Second problem: I have to review and make some edits to each record, even if the record is of good quality. Notably, I must update the 049 and add a 949 to each record in order to get our III system to process the records correctly when they load. I wrote a macro that does most of this work for me, but that took me about an hour this morning, including the time I had to spend updating our III load profiles to optimize overlay based on ISBN. Even after specifying that overlay comparison be based upon the normalized form of the ISBN in the 020 field, the III system doesn’t seem to normalize the 020 correctly in all cases. For example, when the ISBN is followed by (pbk.), the III normalization program retains pbk as part of the ISBN, so overlay doesn’t work if that isn’t on the incoming OCLC record. Thus, I have to check and clean up the 020 fields in the existing records in our catalog or the overlay won’t work in many cases.
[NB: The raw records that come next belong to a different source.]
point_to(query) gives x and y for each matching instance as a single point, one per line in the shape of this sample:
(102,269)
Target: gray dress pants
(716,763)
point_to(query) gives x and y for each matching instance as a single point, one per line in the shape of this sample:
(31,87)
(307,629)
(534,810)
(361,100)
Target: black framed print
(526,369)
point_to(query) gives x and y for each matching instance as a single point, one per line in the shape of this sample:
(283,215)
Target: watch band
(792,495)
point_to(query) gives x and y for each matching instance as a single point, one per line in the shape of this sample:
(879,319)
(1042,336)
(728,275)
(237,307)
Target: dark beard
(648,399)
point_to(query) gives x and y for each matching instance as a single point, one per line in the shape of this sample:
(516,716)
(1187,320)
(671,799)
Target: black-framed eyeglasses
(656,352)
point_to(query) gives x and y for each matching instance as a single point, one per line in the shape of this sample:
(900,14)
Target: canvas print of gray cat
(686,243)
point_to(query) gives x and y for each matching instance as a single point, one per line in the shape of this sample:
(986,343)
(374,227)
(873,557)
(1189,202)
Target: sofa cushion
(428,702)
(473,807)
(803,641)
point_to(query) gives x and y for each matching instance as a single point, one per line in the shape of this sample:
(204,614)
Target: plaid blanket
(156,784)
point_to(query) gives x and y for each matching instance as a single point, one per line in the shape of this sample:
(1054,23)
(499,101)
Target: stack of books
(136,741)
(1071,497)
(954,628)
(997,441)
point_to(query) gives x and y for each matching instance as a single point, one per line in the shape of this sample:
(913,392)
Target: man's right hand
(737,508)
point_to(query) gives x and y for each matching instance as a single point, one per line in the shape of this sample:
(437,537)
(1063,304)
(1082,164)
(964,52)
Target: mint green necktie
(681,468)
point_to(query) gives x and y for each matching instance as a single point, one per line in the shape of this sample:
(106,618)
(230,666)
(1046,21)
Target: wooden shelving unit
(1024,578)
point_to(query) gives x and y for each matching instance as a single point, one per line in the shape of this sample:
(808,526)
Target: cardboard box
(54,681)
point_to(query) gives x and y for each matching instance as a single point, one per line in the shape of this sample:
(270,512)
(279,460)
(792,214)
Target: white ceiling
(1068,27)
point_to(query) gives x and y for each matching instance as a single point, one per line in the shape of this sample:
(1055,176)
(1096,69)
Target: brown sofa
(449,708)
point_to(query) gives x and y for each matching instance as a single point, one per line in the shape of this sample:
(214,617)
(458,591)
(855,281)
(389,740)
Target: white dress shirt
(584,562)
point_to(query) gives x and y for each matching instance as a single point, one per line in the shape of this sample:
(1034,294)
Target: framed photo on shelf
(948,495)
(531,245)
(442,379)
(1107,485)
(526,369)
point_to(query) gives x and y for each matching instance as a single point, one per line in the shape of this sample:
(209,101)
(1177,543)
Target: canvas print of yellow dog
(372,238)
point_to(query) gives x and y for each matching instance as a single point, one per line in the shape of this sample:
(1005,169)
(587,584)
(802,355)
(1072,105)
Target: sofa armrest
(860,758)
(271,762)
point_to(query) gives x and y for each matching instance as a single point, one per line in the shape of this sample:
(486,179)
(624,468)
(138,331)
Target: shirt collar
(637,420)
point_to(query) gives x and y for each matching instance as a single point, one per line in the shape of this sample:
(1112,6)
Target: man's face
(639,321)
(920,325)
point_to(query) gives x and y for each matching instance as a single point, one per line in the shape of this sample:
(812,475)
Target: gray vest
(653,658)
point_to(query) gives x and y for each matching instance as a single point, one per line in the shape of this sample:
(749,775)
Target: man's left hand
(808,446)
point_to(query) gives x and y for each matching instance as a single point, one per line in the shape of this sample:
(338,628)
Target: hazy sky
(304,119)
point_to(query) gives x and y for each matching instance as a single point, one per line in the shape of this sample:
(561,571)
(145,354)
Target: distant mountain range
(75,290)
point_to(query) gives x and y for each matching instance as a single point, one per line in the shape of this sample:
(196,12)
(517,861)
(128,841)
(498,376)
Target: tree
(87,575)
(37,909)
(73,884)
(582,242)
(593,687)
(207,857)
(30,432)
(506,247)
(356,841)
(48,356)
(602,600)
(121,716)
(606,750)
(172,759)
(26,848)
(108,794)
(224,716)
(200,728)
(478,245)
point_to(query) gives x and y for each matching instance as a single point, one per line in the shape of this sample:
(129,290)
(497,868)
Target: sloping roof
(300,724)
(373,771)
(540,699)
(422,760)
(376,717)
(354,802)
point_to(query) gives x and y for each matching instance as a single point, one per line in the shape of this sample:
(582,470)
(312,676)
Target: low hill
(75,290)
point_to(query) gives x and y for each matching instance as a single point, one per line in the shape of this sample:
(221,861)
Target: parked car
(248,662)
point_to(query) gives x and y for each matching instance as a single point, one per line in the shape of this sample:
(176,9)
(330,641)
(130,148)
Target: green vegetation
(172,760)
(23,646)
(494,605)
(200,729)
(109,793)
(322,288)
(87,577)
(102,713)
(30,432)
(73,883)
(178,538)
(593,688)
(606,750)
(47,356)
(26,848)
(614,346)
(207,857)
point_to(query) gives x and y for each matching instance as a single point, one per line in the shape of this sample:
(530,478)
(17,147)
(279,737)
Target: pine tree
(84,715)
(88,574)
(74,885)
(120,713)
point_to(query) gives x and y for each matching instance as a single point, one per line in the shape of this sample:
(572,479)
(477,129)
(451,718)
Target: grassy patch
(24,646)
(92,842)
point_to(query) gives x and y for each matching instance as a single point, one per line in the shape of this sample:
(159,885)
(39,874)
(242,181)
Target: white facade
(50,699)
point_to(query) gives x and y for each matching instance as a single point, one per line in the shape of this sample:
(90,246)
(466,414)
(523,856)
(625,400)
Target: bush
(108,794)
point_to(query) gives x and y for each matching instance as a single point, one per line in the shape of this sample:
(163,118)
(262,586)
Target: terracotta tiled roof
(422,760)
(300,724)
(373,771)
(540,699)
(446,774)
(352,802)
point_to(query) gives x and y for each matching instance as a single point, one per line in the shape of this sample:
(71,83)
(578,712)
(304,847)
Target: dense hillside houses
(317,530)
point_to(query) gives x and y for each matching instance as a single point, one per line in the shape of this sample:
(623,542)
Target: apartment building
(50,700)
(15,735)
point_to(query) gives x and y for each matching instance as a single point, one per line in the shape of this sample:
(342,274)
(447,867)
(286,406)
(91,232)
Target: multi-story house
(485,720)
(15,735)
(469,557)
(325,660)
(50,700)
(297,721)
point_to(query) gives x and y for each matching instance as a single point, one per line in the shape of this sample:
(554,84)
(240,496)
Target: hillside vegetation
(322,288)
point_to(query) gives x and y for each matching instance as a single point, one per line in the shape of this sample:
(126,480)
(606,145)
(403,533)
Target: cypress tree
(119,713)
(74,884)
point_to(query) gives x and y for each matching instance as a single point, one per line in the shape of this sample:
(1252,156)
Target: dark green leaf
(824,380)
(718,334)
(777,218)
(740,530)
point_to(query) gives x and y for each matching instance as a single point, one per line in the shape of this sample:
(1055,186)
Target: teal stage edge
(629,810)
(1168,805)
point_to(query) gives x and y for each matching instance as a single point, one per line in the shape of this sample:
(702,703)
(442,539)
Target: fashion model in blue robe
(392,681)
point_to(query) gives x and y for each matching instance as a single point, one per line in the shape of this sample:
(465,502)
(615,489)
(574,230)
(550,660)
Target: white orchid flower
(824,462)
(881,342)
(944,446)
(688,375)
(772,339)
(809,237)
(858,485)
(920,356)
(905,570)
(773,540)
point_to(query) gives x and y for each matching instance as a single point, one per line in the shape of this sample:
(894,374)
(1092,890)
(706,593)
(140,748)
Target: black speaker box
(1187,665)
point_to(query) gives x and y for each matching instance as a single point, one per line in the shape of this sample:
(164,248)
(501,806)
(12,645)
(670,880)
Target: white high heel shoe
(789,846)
Third problem: The titles in this database are based on the latest edition of the same title in print. And the publisher doesn’t provide any kind of notification or list of updated content, so you’re left on your own to find the updated titles. Since it has been a year since I last worked on this database, I need to search for updated content and dead links at this point, too. This leads to lots more manual review and checking, since there is no way other than human review to determine if the bibliographic record matches the content currently online at the database site.
This is too hard! And I, as the cataloger, am too distracted keeping track of all the mechanical aspects of searching, selecting, and downloading records to focus attention on the intellectual aspects of cataloging, like providing subject access to these resources that suits our local context. There has to be a better way to do this kind of stuff!!!